CONCLUSION AND ORDERS
[74] After consideration of the foregoing issues, I find that Ms Edwards was dismissed and that it was unfair within the meaning of the Act.
[75] I find that reinstatement is not an appropriate remedy in this case.
[76] I find that compensation is appropriate.
[77] The approach by the Commission in these matters, and which I follow here, is to estimate the remuneration the employee would have received if they had not been dismissed (usually calculated by estimating how long the employee would have remained in the relevant employment but for the termination of their employment); deduct any remuneration earned by the employee since their dismissal until the end of the anticipated period of employment; deduct an amount for contingencies; consider the impact of taxation and adjust the figure accordingly; and assess the figure against the compensation cap set by s.392(5) of the Act. 30
[78] In relation to the matter of contingencies, I find there are none that ought be taken into account in this matter.
[79] Having regard to the considerations established by s.392 of the Act, and the criteria established by the Commission, I find that compensation should comprise a payment by the respondent to the applicant calculated as follows:
Assessment of remuneration lost: | 11 weeks projected lost income at the rate of $944.72 per week | $10,391.92 |
Employer superannuation contribution on above | 9% | $935.27 |
LESS: | Monies earned since dismissal | - $2,600.00 |
LESS: | Contingencies | $0 |
TOTAL | $8,727.19 |
[80] The above amount does not exceed the compensation cap applying at the time of dismissal.

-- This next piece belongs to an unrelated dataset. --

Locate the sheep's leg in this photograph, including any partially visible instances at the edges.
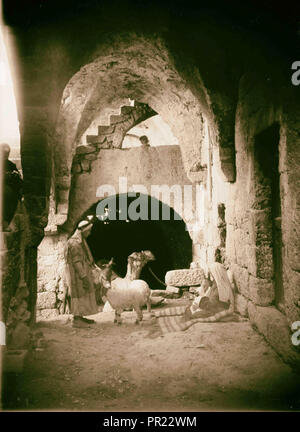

[81] The compensation payment of $8,727.19 will be taxed by the employer according to law, and is to be made in two instalments, and is to be paid in addition to the payments already made by the Respondent to the Applicant. The first 50% will be paid within 14 days of the Order issued with this decision; the second 50% will be paid within 28 days of the Order issued with this decision.
[82] An Order to the above effect will be issued in conjunction with this decision.
COMMISSIONER
Appearances:
Mr M Edwards with Ms R Edwards on her own behalf
Ms R Mechielsen and Mr N Bone for the Respondent
Hearing details:
2014.
Melbourne:
February, 4
1 Exhibit R1, para 3
2 Exhibit R1, para 36
3 Exhibit R1, para 25
4 Exhibit A2, p 2
5 Exhibit A1, para 2
6 Exhibit A1, para 3
7 Exhibit R1, para 34 and Attachment I
8 Exhibit A1, para 28 and Attachment H
9 Exhibit R1, para 34
10 Exhibit R1, paras 9-10
11 Exhibit R1, Attachment B
12 Exhibit R1, para 6 & 7
13 Exhibit R1, para 13
14 Exhibit R1, para 13
15 Exhibit A1, para 7; Exhibit R1, para 14
16 Exhibit R1, para 15 and Attachment C
17 Exhibit R1, para 17 & 18
18 Exhibit R1, para 20 - 27
19 Exhibit A1, paras 19 and 20
20 Exhibit A1, para 11
21 Exhibit A1, para 13
22 Exhibit A1, para 14 & Attachment D
23 Exhibit A1, para 20 & Attachment F
24 Exhibit A1, para Attachment F
25 Exhibit R1, para 16
26 Exhibit R1, para 36
27 Fair Work Regulations 2009, reg 1.07(2)(a)
28 Ellawala v Australian Postal Corporation, AIRCFB (2000), Print S5109, at [33] and [34].
29 Exhibit R1, para 25
30 See Sprigg v Paul’s Licensed Festival Supermarket (1998) 88 IR 21, 32, and Ellawala v Australian Postal Corporation (unreported, AIRCFB, Ross VP, Williams SDP, Gay C, 17 April 2000) Print S5109 [33].